Safari | Beginning Perl for Bioinformatics -> 12.5 Presenting Data

Beginning Perl for Bioinformatics > 12. BLAST > 12.5 Presenting Data

12.5 Presenting Data

Up to now, we've relied on the print statement to format output. In this section, I introduce three additional Perl features for writing output:

printf function
here documents
format and write functions

The entire story about these Perl output features is beyond the scope of this book, but I'll tell you just enough to give you an idea of how they can be used.

12.5.1 The printf Function

The printf function is like the print function but with extra features that allow you to specify how certain data is printed out. Perl's printf function is taken from the C language function of the same name. Here's an example of a printf statement:

my $first  = '3.14159265';
my $second  = 76;
my $third = "Hello world!";

printf STDOUT "A float: %6.4f An integer: %-5d and a string: %s\n", 
     $first, $second,  $third;

This code snippet prints the following:

A float:  3.1416 An integer: 76    and a string: Hello world!

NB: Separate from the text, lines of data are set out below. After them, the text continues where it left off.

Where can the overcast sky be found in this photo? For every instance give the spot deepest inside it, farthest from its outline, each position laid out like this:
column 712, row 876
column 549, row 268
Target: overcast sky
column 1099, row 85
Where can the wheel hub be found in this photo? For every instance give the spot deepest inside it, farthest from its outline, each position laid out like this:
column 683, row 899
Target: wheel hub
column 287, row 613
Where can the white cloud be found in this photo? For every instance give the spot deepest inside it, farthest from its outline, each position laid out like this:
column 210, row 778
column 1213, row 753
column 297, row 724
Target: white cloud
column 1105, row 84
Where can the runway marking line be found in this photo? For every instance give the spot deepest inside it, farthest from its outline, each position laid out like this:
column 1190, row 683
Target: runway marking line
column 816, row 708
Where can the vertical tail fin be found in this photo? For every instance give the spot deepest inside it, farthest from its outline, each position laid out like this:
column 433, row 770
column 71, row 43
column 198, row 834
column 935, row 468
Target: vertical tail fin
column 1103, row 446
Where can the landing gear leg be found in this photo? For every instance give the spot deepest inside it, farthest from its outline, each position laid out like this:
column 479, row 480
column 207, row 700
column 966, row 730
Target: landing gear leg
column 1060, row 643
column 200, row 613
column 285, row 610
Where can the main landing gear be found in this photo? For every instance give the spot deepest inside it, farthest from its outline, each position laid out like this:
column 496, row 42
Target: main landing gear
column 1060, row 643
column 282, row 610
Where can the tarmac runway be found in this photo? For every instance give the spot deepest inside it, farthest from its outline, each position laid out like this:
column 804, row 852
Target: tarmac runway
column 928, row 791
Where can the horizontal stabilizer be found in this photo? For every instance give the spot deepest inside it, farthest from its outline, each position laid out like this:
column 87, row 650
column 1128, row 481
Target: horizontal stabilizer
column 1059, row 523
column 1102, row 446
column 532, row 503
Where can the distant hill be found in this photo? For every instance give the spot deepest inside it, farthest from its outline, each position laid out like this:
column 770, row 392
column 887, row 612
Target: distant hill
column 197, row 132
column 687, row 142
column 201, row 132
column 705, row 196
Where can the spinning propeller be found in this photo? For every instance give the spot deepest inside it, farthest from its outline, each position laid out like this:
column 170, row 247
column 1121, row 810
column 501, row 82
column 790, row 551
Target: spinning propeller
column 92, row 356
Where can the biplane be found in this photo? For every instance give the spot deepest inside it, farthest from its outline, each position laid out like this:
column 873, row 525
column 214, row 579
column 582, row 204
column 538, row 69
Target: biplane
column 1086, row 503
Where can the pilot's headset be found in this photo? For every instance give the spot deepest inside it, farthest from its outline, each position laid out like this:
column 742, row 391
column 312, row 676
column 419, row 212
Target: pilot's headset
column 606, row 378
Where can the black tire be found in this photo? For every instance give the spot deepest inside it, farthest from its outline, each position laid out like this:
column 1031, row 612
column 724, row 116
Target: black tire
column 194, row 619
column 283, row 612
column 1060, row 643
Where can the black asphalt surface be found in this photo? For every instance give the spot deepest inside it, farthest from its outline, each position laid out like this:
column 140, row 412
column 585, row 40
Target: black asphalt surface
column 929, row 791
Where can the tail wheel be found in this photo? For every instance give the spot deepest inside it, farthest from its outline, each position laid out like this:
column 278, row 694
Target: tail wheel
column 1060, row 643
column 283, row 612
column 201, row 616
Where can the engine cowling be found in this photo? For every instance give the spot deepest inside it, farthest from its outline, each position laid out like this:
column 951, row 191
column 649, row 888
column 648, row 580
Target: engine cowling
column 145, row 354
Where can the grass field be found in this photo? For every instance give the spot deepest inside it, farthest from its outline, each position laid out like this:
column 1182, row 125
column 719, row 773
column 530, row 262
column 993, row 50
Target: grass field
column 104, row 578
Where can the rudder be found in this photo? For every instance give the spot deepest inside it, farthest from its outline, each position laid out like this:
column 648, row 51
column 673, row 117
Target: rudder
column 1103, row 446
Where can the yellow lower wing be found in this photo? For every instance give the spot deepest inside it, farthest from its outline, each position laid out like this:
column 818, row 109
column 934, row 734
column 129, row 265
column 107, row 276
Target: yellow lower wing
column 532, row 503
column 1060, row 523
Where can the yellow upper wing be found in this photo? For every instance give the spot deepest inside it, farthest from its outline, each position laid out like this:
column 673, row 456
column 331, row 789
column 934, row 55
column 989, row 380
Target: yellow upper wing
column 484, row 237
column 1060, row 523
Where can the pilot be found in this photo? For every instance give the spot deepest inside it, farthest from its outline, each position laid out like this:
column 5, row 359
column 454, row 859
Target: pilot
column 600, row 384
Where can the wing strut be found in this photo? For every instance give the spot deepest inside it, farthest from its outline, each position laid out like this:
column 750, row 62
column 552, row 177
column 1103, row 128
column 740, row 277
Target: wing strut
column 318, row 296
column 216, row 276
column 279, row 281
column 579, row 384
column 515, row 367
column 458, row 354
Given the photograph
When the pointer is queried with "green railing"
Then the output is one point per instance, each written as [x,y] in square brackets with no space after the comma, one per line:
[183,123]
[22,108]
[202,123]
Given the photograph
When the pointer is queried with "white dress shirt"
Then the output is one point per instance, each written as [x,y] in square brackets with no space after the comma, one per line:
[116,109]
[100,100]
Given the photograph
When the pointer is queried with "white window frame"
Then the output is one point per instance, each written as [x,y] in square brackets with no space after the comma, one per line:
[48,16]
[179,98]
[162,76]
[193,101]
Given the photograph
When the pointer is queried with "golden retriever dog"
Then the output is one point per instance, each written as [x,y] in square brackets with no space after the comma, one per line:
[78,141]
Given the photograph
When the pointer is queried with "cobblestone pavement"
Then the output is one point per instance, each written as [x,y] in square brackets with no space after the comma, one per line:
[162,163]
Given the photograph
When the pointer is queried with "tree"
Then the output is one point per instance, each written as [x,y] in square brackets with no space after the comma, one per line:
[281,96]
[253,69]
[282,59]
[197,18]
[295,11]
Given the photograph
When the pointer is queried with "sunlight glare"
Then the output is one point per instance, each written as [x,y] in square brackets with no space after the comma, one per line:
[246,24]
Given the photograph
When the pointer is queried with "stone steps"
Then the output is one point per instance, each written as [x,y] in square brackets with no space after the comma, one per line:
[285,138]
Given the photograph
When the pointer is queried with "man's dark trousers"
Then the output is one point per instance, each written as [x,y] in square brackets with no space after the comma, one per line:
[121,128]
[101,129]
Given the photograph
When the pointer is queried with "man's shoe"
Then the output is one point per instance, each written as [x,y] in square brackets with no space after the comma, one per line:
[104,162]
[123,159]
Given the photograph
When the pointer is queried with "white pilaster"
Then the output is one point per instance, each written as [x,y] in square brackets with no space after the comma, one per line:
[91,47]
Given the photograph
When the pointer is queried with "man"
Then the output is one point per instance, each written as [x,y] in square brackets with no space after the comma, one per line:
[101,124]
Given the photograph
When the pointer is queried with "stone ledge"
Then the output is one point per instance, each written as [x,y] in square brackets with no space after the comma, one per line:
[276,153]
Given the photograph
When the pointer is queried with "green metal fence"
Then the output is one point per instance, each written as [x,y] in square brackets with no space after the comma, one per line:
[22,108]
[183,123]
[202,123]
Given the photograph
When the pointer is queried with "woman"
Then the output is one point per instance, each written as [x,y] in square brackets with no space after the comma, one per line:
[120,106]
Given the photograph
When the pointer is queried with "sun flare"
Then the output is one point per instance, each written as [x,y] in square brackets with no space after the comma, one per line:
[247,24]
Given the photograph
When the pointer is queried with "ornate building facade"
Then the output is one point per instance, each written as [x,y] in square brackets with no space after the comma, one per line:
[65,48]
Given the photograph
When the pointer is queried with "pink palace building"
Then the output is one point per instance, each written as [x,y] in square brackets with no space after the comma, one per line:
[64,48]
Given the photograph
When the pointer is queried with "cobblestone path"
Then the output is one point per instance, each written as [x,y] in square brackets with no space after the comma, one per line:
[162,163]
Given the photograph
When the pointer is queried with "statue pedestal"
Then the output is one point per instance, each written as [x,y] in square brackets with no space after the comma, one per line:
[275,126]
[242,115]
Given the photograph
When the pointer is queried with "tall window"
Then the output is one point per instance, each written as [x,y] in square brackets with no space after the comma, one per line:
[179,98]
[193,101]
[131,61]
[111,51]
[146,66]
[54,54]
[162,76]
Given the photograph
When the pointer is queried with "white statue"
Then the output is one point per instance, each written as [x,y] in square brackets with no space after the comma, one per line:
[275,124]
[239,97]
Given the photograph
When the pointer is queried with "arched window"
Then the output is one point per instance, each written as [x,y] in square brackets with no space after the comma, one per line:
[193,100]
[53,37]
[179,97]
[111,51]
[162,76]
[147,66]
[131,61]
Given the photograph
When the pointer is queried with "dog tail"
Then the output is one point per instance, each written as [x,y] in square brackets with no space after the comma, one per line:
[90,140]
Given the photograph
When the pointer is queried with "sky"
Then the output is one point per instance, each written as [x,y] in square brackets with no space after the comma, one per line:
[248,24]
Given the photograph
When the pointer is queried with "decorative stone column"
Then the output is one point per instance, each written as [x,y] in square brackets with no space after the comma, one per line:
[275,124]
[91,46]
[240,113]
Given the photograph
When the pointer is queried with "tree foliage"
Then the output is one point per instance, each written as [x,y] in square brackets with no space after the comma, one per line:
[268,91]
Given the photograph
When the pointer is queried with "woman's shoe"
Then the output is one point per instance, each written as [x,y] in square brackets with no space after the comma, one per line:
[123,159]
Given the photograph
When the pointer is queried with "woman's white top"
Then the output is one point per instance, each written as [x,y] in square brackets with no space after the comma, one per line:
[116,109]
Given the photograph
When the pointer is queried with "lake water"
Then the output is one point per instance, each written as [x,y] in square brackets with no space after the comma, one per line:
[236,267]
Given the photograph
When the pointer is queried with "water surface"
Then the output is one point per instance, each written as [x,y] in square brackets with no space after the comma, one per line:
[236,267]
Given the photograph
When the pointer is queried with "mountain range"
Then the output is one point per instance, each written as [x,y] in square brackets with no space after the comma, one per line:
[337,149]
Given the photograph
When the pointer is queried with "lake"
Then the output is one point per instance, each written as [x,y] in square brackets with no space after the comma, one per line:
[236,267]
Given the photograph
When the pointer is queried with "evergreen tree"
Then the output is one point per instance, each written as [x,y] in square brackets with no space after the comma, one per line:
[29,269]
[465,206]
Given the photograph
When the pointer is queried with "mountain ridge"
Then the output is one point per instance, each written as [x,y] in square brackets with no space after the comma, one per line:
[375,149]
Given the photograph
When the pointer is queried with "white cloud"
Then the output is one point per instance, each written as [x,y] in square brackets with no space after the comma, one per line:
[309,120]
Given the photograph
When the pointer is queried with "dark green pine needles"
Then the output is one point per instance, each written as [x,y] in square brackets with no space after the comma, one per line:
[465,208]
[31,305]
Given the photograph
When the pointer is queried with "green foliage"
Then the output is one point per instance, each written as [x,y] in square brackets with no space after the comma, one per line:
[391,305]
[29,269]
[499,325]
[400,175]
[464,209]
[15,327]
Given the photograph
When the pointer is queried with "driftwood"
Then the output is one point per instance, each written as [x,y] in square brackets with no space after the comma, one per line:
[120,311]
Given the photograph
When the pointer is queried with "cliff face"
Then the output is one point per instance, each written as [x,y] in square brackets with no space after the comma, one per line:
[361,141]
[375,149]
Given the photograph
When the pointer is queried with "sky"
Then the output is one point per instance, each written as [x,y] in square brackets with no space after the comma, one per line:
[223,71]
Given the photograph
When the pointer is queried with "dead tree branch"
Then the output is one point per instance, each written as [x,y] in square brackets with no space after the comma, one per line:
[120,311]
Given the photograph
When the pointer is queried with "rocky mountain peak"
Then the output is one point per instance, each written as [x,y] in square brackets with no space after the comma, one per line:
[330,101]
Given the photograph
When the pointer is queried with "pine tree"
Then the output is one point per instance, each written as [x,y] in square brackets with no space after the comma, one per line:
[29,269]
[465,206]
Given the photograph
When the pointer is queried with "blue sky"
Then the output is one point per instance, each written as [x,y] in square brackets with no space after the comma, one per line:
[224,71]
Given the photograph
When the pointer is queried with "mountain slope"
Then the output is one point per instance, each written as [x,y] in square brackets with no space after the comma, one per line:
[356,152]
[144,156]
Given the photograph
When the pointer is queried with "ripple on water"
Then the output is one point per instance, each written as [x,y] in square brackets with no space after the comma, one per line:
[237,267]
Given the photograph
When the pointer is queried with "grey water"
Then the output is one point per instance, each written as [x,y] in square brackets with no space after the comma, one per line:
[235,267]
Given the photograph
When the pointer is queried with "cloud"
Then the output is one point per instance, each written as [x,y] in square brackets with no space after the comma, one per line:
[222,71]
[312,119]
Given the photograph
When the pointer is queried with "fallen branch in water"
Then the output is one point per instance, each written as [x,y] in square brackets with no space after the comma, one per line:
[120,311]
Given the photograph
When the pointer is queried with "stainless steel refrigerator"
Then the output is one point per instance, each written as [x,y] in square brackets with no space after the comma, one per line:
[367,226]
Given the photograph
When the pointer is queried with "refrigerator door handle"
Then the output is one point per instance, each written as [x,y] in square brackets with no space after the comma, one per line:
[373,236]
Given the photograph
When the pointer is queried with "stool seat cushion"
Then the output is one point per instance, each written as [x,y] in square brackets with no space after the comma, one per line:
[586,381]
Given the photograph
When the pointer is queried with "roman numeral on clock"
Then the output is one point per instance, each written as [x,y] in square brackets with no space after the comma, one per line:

The arguments to the printf function consist of a format string, followed by a list of values that are printed as specified by the format string. The format string may also contain any text along with the directives to print the list of values. (You may also specify an optional filehandle in the same manner you would a print function.)

The directives consist of a percent sign followed by a required conversion specifier, which in the example includes f for floating point, d for integer, and s for string. The conversion specifier indicates what kind of data is in the variable to be printed. Between the % and the conversion specifier, there may be 0 or more flags, an optional minimum field width, an optional precision, and an optional length modifier. The list of values following the format string must contain data that matches the types of directives, in order.

There are many possible options for these flags and specifiers (some are listed in Appendix B). Here's what is in Example 12-3. First, the directive %6.4f specifies to print a floating point (that is, a decimal) number, with a minimum width of six characters overall (padded with spaces if necessary), and at most four positions for the decimal part. You see in the output that, although the $f floating-point number gives the value of pi to eight decimal places, the example specifies a precision of four decimal places, which are all that is printed out.

The %-5d directive specifies an integer to be printed in a field of width 5; the - flag causes the number to be left-justified in the field. Finally, the %s directive prints a string.

12.5.2 here Documents

Now we'll briefly examine here documents. These are convenient ways to specify multiline text for output with perhaps some variables to be interpolated, in a way that looks pretty much the same in your code as it will in the output—that is, without a lot of print statements or embedded newline \n characters. We'll follow Example 12-3 and its output with a discussion.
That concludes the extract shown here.